In the beginning, should a developer try and stay away from complex JOINS? Is it better to use many smaller queries and cache the results (using something like memcached) rather than 1 larger query requiring multiple table JOINS?
Needing to scale for millions of users is a great problem to have, but should I worry about it in the beginning? Whats the best approach to db design for day 1?
Well IMHO build the application, build it to spec. When the scope changes (and this will always happen) flow with it. This is in no means a knock against Product-I actually look forward to this, because things are being discussed and if something needs to change lets do it!
Now how to build the application to scale: Look at the scope of a page and gauge the frequency of access of that page. For instance on a page displaying 1 photo-very few if any ranges and/or group-by and/or order-by and/or joins would be used to generate this page since a photo page needs to generate fast or loose the interest of the page viewer. On the other hand a page displaying the accounts holder account information thats accessed at a order of magnitude less rate-this page can have tougher queries. (Note: watch out for contention)

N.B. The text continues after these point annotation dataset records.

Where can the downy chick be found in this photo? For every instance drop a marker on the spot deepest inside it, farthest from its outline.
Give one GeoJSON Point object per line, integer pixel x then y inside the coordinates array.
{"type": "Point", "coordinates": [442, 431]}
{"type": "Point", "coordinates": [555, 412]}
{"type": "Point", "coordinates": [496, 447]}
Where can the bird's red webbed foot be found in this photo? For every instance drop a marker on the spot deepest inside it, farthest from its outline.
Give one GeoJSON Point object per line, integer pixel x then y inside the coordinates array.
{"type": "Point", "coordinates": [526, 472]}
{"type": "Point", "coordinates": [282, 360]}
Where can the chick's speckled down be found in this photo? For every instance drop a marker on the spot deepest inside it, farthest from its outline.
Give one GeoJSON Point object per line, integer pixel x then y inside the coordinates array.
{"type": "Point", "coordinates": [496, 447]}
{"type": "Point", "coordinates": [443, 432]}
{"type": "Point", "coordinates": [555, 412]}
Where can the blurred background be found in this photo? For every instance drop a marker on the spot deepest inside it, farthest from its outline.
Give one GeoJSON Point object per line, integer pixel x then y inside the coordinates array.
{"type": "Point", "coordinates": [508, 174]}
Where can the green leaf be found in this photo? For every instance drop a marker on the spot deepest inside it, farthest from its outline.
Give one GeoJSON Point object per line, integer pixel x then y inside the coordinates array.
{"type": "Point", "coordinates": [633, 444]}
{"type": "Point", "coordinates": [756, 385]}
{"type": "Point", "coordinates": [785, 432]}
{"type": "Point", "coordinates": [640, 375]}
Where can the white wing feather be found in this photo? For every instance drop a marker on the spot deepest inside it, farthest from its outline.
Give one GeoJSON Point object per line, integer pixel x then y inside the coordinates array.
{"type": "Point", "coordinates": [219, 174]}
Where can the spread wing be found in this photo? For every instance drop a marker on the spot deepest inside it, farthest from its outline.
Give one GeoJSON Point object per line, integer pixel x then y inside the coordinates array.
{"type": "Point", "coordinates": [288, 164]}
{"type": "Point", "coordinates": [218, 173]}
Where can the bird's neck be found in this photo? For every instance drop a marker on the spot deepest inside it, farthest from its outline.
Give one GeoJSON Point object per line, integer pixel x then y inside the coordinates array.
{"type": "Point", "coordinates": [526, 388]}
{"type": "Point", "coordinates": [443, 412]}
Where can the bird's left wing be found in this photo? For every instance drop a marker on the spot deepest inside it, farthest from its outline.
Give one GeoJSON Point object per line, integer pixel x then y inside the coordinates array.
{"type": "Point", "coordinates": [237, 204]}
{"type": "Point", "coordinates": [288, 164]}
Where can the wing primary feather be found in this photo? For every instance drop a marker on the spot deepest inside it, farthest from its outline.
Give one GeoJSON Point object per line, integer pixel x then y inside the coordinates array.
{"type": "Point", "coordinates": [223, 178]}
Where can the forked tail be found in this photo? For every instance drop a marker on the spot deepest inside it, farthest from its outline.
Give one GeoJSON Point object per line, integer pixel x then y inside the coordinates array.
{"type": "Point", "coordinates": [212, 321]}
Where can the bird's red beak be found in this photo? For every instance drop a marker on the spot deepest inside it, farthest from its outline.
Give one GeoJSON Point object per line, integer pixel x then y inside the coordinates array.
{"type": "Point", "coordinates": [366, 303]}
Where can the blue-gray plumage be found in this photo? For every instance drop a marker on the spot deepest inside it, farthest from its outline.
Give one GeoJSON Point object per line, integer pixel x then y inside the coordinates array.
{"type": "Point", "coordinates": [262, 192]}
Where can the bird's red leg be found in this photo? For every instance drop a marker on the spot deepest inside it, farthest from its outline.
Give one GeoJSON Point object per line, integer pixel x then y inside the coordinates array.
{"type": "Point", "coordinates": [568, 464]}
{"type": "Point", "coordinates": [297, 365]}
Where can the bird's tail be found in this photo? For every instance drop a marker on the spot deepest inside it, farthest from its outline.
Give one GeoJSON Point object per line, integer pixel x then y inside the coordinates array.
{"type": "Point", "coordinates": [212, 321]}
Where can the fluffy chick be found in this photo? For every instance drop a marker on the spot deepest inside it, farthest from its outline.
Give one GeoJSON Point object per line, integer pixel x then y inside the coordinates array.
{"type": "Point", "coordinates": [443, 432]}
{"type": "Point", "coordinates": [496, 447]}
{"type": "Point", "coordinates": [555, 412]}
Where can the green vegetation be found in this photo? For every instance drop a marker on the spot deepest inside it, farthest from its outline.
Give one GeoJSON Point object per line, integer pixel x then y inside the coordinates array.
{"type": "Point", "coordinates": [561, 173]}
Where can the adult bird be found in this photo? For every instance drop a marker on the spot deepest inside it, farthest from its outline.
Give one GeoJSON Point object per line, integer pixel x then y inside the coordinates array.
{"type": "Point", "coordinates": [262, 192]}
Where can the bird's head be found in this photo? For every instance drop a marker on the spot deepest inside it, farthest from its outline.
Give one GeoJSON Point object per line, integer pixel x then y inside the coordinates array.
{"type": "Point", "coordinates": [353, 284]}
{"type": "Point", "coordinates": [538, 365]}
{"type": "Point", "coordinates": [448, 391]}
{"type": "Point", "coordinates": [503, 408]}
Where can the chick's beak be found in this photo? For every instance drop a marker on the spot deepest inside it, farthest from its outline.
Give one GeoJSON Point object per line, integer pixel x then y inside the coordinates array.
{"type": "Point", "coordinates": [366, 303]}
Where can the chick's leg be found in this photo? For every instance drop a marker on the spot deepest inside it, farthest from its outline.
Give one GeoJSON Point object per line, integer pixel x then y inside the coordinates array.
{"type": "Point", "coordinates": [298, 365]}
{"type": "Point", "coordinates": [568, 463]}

Once the feature set has been decided upon; take the application apart and find the bottle necks. Highlight the issues that will not scale.
This can be figured out by filling your dev-database with bogus information and running mysqlslap of common select queries to test stability, response time, speed etc.
Take into account how scale can be achieved before changing code.
Such as is the hardware ok to run all my services?
Can I split some services out like move WWW specific traffic to a separate box from the database? (You will be surprised how many people combine the servers)
Am I allocating mysql resources properly? If not how can I tell?
What is my system reporting as the lack of resources? Am I running out of CPU or IO?
The real performance gains come from laying out the data properly and reducing the amounts of sorts, ranges, joins needed to generate your dynamic pages.
In some cases I've had to add tables where data in said tables represent start points to range in other tables. Then on top of that spread that core-logic across MANY individual machines just to get a page to load in less then 300 ms.
Finally add Nagios to alert you when things go wrong such as too many procs running on this database server and Ganglia to chart system resources over time.
- So, to answer the question should I use complex joins at 1st?
- Sure, but here is a rule of thumb-the harder the query is the less it can be used.
- If traffic ramps up, look to see what the hardest queries are and their frequency of use. Try to reduce these execution times by spreading the data out to more tables or more servers, only if benchmarks show that this is the way to go.
- If traffic really ramps up because the application is the next best thing since Flickr, then look at the larger picture of what should be done to scale.